El binomio razón y emoción

El estado emocional de una persona determina la forma en que se percibe el mundo. Esto ya hace imprescindible el tratamiento del mundo emocional para comprenderse mejor. No existe una concepción única sobre la emoción, ya que resulta complicado ofrecer una definición que recoja de manera unánime todas las dimensiones de la experiencia emocional. Sin embargo, existe consenso en que las emociones son funciones cerebrales complejas. Poseen tres componentes: cognitivo, fisiológico y conductual. Es por ello que hay que trabajar de manera integral el cuerpo, la mente y la conducta.

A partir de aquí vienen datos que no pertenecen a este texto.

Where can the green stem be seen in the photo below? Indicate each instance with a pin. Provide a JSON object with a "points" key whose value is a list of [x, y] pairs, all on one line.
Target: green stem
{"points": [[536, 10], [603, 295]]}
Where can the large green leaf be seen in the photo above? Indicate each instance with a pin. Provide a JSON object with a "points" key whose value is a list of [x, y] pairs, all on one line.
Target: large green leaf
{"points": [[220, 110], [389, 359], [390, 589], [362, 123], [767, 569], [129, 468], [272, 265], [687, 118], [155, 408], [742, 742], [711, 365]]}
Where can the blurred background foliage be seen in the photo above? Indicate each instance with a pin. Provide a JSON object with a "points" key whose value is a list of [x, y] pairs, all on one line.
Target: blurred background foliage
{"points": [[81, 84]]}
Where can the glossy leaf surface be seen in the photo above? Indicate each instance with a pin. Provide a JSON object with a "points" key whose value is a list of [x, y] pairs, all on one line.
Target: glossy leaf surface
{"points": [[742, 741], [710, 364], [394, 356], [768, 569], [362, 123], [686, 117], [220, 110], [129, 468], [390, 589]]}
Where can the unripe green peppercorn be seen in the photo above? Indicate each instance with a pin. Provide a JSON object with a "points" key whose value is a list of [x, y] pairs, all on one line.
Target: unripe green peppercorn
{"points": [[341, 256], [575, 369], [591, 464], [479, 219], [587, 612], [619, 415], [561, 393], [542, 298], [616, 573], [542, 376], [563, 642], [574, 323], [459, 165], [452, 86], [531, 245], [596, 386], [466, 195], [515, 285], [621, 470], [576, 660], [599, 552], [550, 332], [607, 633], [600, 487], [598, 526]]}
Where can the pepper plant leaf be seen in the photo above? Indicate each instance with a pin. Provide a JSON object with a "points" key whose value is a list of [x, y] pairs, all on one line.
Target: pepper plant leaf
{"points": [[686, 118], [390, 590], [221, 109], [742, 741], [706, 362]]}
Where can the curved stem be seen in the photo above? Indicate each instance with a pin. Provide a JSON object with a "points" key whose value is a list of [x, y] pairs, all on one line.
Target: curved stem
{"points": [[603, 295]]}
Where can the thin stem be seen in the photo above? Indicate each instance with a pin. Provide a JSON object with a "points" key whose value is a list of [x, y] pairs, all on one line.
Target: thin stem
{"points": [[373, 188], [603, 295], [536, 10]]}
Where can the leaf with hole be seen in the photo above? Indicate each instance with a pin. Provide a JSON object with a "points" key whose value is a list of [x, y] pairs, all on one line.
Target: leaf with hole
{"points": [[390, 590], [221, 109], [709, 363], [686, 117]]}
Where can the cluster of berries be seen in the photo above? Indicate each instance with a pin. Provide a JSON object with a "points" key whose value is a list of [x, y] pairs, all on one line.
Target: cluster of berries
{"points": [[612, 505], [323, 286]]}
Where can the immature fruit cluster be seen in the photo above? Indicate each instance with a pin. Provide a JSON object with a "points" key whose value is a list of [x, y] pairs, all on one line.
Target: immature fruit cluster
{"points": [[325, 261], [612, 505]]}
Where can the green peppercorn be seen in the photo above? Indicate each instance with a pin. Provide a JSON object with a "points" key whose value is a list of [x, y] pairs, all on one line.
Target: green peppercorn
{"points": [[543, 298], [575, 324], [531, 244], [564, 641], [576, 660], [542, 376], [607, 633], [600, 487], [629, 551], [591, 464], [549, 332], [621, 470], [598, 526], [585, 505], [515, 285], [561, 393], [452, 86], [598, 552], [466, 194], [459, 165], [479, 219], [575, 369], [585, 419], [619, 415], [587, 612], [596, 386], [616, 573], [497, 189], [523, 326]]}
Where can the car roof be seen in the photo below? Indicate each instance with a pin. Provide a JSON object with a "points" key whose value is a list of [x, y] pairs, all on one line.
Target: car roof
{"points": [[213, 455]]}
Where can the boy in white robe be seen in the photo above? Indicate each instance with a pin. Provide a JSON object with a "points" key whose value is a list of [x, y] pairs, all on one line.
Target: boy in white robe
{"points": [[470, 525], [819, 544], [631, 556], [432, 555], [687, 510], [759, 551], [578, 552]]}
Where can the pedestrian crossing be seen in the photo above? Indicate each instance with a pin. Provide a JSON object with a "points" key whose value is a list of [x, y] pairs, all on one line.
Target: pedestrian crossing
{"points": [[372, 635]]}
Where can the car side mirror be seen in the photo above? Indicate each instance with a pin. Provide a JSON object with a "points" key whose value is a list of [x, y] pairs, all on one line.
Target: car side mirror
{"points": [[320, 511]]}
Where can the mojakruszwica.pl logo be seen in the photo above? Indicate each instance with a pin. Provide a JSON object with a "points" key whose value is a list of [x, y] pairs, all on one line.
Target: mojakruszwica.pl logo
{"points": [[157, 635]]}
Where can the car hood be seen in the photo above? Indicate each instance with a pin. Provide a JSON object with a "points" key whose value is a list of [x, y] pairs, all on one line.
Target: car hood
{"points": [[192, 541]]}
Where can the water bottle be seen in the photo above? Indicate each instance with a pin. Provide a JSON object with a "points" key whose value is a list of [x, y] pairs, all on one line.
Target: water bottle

A nivel neurobiológico, las emociones están relacionadas con procesos electroquímicos, neurales y fisiológicos. La mayoría de teorías que intentan explicar la emoción hacen alusión a diferentes estructuras del sistema nervioso, las cuales están relacionadas, en cierto grado, con las emociones.

Emoción

Según el diccionario de la RAE, la emoción puede definirse como “una alteración del ánimo intensa y pasajera, agradable o penosa, que va acompañada de cierta conmoción somática”. También se define como un conjunto complejo de respuestas neuronales y químicas, que aportan una respuesta ante un hecho o estímulo. Las emociones están programadas de manera innata en los circuitos subcorticales del cerebro, por lo que no son una respuesta de las observaciones propias, sino respuestas propias del ser humano.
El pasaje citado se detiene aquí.